This winter I focused on building some habits or "trim tabs" to help me stay calm and happy with fewer internal gyrations. Specifically trim tabs around eating, walking, money and calm.

I’d like for these parts of my life to flow more easily and use up less mental energy.

Trim tabs are a concept I learned from aviation. Here's an example.

When a friend taxis his 180 out, lines up on the ice road/runway and takes off, the little red plane and the pilot use a ton of fuel, energy, mental focus, and control to lift off the ground and into the air. But once they are up at a cruising altitude, he sets the "trim," a tiny strip of metal that acts as a miniature rudder in the air.

He's not required to trim the plane, but if he doesn't, he'll use his full focus and energy to keep the plane level and pointed in the right direction. The result is a bumpier ride for me and leaves him exhausted and cranky. If he trims the plane, the plane stays on course by itself and then we can turn on the music and revel at the glaciers.

If it’s no effort, why wouldn't you trim out a plane, right? A better result with less effort... two, please!

The same thing applies to our lives. Once we figure out what we want, we can set up conditions to make meeting our goal inevitable. The trick is to use the basic principle of trim.

Trim is small.

Tiny adjustments applied over a long course of time.

Um... boring!

My instincts are wired for the big push of takeoff, heroic efforts, all systems go, let's launch, simplicity, hacks!! Not so much the mundane daily systems that make my life sustainable.

I try not to go all cave girl on myself for my lack of talent in the consistency department. Instead, I focus on building habits, so I don't work so hard to keep things from going off the rails all the time.

Tiny adjustments applied over a long course of time.

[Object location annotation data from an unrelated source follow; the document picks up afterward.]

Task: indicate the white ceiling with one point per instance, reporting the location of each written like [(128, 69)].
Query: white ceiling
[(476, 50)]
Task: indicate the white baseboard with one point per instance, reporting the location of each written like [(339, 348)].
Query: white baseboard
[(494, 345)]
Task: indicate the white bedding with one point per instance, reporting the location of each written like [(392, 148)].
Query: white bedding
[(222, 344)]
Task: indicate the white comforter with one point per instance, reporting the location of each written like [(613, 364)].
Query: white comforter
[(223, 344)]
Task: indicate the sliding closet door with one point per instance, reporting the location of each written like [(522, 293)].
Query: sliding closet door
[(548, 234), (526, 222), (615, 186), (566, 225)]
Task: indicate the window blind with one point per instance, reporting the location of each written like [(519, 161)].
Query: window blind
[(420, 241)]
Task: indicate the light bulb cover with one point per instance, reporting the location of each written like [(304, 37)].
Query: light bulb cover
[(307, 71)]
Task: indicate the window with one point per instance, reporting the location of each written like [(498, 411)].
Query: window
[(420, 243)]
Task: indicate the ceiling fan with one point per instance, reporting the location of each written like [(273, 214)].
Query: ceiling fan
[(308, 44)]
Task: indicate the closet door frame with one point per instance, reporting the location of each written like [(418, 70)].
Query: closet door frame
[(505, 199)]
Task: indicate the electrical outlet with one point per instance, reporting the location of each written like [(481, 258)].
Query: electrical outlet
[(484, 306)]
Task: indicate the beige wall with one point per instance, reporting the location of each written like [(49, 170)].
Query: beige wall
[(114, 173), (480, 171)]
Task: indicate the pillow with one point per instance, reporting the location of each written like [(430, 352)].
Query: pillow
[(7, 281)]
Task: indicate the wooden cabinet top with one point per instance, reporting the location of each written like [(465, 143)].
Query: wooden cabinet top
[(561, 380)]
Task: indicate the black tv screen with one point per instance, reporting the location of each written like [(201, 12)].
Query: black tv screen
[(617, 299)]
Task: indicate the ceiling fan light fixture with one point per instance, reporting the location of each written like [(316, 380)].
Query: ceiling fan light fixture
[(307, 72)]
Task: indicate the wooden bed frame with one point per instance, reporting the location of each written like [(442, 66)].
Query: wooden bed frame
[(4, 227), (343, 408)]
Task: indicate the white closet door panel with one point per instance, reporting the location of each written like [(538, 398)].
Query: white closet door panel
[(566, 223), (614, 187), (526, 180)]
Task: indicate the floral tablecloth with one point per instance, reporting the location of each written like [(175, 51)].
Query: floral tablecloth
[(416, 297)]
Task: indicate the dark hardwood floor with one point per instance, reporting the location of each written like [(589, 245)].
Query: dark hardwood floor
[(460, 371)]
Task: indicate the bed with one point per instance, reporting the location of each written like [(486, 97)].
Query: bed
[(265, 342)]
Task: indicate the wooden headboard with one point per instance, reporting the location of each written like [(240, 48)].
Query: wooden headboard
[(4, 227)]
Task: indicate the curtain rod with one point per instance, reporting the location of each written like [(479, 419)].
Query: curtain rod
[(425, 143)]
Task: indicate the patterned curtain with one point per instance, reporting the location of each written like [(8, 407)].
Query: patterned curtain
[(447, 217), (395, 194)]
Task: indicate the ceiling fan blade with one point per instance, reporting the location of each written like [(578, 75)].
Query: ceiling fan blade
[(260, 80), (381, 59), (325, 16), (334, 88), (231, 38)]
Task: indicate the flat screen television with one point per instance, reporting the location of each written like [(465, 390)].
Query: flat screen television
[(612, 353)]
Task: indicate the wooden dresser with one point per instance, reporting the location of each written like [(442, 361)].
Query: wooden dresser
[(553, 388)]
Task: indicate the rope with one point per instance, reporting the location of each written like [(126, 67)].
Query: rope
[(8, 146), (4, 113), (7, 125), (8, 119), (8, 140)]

Habits are the trim tabs or automation of life. But building a trim-tab-style-habit takes patience, but it’s worth it.

It needs to be a change small enough to become permanent.

A small tweak in thought or behavior applied consistently over time to create a result with little to no effort.

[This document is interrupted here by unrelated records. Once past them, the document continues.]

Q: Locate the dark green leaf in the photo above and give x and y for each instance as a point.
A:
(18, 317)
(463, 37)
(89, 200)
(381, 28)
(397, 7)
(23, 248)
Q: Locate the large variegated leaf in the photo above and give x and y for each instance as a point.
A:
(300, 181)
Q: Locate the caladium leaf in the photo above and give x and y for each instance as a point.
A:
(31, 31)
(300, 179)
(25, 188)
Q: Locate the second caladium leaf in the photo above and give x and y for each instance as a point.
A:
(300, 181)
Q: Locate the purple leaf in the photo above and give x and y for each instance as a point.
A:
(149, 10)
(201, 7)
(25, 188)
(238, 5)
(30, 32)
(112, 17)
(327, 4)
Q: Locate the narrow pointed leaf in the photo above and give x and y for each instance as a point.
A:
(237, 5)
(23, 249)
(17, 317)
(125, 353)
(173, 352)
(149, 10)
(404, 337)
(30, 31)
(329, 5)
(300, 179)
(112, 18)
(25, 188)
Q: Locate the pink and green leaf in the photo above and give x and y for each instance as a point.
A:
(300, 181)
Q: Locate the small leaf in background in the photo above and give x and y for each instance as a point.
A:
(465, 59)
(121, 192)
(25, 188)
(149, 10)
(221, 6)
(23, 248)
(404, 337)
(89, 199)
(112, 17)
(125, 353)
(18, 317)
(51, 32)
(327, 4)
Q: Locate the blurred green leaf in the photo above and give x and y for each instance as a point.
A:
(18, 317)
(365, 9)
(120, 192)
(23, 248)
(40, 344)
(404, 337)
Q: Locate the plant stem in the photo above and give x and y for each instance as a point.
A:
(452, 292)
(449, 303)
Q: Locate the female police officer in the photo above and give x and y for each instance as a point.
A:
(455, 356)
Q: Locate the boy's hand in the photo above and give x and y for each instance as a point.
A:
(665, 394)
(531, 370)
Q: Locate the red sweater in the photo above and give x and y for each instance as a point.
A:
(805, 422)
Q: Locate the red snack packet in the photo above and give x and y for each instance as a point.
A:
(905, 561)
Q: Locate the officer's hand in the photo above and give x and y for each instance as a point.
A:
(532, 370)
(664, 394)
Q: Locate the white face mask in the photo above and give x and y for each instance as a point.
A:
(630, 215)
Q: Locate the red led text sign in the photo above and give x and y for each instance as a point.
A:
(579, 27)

...a change small enough to become permanent.

Did I mention it takes patience? I had to laugh at myself with my walking goal.

I'd set a daily minimum of half a mile, about 1,500 steps. I was doing okay, ticking off at least a few little blue calendar dots a week. But two weeks ago I got a wild hair and decided I should increase my daily minimum. So I upped it to 5 miles a day or about 12,000 steps.

Wait, what? A million percent increase?

It backfired. I did good for two days, then nothing. It was worse than having no goal.

Why? The jump was too big for my mind. My body can handle the physical increase in walking, but my brain couldn't make the leap. I tried to keep it in perspective, chuckled, and course corrected.

So I tried the plan that works for my breathing exercise that helps me stay calm. The goal is "try to do something" even 30 seconds, as long as it happens every day. Uber lazy, and it works. In fact, I hit another 150-day streak yesterday. What's even more surprising is my daily average is 27 minutes a day, far more than my 30-second minimum.

That's super consistent for me, especially because I'm a 2 in Follow Thru on the Kolbe A Index, I own and manage two businesses, travel, family, and living off the road system.

And the payoff is big. I feel more calm and confident than ever, even though I have more going on in my life than ever before.

So my new walking goal is "try to do anything" even 5 steps, as long as it happens every day. I'll check in to see if I need to increase it in a year, no earlier.

Is the bodybuilding fitness plan of the century? I doubt it. But will it build a habit of walking every day without the dramatic flailing? Yes. And over the next 80 years, this small tweak will pay off big time with my health, happiness and overall satisfaction with my life.

Where in your life do you make progress in fits and starts but wish you could get consistent traction? Where do you need to install a trim tab?